Lentinula ixodes

Scientific classification
- Domain: Eukaryota
- Kingdom: Fungi
- Division: Basidiomycota
- Class: Agaricomycetes
- Order: Agaricales
- Family: Omphalotaceae
- Genus: Lentinula
- Species: L. ixodes
- Binomial name: Lentinula ixodes (Secr. ex Mont.) J.S. Oliveira, T.S. Cabral, Vargas-Isla & N.K. Ishik. 2022
- Synonyms: Agaricus ixodes Mont., Annls Sci. Nat., Bot., sér. 4 1: 95. 1854. Collybia ixodes (Mont.) Sacc., Syll. fung. (Abellini) 5: 232. 1887.

= Lentinula ixodes =

- Genus: Lentinula
- Species: ixodes
- Authority: (Secr. ex Mont.) J.S. Oliveira, T.S. Cabral, Vargas-Isla & N.K. Ishik. 2022
- Synonyms: Agaricus ixodes Mont., Annls Sci.
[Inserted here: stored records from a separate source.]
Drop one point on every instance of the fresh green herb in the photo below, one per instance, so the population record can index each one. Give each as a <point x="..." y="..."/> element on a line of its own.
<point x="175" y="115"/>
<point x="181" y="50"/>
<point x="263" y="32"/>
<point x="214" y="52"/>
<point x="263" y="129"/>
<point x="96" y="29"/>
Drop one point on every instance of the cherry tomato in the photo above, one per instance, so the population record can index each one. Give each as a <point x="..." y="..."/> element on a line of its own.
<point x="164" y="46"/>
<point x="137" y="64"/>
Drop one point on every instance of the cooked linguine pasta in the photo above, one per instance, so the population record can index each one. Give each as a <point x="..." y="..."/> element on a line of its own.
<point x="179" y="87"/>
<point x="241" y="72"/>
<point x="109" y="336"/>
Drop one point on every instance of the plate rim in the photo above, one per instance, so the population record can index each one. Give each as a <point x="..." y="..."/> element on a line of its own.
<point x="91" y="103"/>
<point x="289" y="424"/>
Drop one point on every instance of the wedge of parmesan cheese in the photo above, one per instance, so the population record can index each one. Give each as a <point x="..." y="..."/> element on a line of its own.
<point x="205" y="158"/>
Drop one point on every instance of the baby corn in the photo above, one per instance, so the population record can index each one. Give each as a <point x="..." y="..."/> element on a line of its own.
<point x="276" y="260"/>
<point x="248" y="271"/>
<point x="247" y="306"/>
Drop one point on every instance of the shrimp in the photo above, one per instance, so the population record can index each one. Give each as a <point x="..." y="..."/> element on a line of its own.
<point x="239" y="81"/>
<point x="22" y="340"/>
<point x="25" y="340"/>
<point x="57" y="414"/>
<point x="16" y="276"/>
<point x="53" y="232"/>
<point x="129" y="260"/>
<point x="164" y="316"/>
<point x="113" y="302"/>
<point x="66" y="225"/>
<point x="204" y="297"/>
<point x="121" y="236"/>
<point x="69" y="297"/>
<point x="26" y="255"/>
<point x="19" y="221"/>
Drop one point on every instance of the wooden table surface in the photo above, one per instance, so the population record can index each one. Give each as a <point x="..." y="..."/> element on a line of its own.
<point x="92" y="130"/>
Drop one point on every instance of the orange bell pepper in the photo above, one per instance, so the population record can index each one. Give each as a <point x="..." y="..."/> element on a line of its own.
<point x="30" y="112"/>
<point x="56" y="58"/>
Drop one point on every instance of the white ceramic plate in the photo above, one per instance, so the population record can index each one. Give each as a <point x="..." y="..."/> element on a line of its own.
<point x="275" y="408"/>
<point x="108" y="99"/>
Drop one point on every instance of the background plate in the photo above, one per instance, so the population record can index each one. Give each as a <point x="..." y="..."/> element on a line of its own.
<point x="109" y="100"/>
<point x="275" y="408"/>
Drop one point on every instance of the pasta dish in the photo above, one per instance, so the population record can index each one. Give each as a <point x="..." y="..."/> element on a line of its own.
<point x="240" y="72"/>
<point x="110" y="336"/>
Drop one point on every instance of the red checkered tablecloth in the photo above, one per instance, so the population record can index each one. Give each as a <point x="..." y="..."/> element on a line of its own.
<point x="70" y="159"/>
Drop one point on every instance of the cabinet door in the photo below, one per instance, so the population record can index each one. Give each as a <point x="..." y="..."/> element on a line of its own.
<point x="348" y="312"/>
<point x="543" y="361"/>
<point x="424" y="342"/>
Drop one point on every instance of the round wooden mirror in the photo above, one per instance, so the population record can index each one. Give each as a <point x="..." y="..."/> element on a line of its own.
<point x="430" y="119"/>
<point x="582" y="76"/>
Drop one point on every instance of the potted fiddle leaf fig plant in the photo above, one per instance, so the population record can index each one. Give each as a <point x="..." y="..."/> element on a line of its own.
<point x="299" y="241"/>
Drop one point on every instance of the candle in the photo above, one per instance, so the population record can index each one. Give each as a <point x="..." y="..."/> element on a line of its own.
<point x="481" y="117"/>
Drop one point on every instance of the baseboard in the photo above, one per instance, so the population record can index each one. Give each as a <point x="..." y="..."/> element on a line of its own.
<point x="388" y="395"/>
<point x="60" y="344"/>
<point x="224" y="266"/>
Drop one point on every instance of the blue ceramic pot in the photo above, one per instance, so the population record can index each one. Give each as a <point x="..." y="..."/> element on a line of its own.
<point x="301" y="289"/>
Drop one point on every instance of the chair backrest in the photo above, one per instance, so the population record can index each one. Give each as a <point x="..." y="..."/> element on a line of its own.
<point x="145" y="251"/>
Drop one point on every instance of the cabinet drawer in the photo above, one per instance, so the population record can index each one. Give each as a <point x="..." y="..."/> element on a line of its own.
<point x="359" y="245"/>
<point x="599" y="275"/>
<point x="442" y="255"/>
Nat., Bot., sér. 4 1: 95. 1854. Collybia ixodes (Mont.) Sacc., Syll. fung. (Abellini) 5: 232. 1887.

Species of fungus

Lentinula ixodes is a species of edible agaric fungus in the family Marasmiaceae that is found in Amazon rainforest. Originally described as Agaricus ixodes from Guyana by Camille Montagne in 1854, it was then considered a synonym of Lentinula boryana and reestablished as an independent species by J.S. Oliveira, Tiara S. Cabral, Ruby Vargas-Isla & Noemia K. Ishikawa in 2022. It grows on wood such as Bertholletia excelsa. Phylogenetic research shows it is closely related (but still intersterile) to another Amazon species, Lentinula raphanica, but it can be visually distinguished by the deep orange-brown pileus eventually having fine scales and general similarity to L. boryana complex.